I’m not big on punishment at the best of times. Weakness? Perhaps. But I believe in the theory expressed in karmic philosophy and also that a guilty conscience is more destructive than any jail. Oh sure, there are tons of psychopaths skulking around, but I’ll let karma deal with them, too.
I sure don’t always behave appropriately, but am almost always willing to give others the benefit of the doubt. While I don’t always forgive myself readily, it’s easy for me to forgive others. I might not forget and go on to use a juicy experience as fodder for one story or another, but I forgive, always. That attitude stems from being misjudged and misaligned most of my life, I think. I really do not want others to hurt as I have.
So then, back to the question of Moral or moral. For certain, I’ve no doubt, I’m Moral.

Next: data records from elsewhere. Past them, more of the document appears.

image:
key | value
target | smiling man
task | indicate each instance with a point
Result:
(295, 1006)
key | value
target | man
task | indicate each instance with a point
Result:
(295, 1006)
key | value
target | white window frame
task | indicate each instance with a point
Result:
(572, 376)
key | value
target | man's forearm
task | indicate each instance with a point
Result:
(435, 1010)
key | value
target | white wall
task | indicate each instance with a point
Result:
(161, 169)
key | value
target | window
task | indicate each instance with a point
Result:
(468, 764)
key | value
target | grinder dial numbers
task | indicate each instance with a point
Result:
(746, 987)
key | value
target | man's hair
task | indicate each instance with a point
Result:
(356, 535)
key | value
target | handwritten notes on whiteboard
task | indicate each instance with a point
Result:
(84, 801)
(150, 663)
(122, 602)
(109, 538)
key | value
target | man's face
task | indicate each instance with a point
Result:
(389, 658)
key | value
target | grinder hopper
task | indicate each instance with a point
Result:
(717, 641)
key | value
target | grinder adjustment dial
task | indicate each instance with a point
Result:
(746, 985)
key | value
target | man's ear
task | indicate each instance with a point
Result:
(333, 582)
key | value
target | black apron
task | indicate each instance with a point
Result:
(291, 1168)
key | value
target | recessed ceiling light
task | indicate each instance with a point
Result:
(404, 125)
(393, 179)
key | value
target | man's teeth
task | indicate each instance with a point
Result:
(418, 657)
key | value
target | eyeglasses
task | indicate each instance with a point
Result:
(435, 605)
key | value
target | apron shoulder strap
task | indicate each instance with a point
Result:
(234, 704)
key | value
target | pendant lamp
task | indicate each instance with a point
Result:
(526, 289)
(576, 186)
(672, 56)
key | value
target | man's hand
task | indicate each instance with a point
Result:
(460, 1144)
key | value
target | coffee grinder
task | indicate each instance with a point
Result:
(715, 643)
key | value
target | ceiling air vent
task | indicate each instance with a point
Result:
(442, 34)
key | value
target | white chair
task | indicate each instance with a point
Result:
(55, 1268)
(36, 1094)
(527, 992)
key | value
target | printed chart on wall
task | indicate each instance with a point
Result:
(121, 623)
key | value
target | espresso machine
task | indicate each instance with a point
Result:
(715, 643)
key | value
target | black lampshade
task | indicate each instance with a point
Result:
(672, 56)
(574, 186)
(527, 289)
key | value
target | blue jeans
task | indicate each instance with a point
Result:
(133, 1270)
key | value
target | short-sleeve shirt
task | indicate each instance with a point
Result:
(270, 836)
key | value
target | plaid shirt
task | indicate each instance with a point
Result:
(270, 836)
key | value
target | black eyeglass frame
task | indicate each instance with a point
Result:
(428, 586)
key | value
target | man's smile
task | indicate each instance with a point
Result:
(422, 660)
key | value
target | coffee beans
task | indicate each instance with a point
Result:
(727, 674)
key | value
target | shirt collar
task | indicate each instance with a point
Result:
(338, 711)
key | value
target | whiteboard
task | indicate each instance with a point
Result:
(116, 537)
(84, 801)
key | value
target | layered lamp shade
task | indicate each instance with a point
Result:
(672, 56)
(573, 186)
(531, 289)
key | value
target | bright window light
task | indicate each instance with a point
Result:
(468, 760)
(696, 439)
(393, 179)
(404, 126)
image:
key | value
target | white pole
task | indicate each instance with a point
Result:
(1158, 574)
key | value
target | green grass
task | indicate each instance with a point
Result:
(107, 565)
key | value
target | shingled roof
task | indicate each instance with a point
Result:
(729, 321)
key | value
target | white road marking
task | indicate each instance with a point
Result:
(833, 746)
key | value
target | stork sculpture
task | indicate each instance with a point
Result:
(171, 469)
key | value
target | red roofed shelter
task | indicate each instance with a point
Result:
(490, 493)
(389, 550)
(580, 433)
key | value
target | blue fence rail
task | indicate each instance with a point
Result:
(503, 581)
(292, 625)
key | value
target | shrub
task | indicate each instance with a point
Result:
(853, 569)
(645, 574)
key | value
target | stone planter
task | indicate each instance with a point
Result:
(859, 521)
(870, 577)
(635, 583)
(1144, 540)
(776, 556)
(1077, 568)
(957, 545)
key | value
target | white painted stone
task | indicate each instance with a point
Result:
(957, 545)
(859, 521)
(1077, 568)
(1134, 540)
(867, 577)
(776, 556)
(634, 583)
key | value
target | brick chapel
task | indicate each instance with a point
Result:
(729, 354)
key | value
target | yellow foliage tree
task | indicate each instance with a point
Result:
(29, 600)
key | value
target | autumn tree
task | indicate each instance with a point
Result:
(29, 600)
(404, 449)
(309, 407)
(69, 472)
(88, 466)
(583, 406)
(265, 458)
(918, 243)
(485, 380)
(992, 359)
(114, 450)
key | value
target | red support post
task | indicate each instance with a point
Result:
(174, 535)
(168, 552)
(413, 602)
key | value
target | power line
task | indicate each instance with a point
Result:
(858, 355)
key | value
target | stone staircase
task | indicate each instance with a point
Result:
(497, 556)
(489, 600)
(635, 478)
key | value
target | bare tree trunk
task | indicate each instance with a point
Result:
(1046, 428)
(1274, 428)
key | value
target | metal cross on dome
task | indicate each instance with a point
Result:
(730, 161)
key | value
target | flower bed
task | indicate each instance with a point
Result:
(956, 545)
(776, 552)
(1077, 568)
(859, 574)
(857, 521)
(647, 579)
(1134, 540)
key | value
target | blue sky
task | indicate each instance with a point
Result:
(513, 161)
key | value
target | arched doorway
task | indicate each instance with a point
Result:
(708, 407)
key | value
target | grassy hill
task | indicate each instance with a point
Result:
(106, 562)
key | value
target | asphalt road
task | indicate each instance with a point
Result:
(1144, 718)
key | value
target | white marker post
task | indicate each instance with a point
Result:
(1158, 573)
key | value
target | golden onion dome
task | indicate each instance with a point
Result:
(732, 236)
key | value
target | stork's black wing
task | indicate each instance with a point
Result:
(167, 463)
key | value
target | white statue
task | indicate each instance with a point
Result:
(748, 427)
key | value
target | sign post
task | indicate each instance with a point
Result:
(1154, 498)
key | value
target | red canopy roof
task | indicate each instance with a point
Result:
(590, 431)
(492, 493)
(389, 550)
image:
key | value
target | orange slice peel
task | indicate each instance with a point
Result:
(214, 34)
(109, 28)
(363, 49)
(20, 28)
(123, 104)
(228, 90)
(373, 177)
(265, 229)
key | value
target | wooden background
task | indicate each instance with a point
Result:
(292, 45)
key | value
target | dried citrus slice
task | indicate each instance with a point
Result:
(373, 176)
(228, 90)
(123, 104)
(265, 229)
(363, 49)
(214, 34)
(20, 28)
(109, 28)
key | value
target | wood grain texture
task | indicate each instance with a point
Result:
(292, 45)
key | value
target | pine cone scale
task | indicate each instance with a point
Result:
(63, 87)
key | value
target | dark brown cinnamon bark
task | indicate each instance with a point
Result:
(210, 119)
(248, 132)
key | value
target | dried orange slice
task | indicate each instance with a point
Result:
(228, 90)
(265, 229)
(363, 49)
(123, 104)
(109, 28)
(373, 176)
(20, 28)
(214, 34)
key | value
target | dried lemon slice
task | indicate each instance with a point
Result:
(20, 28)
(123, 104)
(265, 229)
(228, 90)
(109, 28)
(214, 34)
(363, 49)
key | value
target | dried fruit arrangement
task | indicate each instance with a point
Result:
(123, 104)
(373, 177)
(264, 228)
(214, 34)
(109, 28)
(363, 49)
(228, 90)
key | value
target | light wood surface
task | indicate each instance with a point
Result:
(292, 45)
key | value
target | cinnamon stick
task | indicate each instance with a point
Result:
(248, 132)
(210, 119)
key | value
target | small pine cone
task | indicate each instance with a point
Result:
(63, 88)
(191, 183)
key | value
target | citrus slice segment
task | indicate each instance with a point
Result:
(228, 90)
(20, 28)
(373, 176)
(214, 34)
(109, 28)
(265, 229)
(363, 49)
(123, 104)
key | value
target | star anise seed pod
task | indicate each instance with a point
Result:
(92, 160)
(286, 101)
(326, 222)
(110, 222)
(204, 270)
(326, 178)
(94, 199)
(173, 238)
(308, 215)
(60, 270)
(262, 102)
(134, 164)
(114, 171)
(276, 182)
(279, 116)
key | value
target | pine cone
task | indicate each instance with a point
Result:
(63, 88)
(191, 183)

I strive to love, to give and receive it (working on both), and feel compassion for all believing that we are all one anywho. Ah, now the crux. I might not be moral. At least not in or through the eyes of another. And that’s where it does not matter – at all. For I dance to the drum beat that makes music for me, just as others must sway along to their own beats.
And with that, I wish for a compass that directs us always back home to our heart’s desire. There we cannot go wrong, do any injustice, ever hurt ourselves or another. When we breathe each breath to the beat of a heart that’s in love simply because it knows nothing else, we are incorruptible. Morally speaking that is. Ah ha!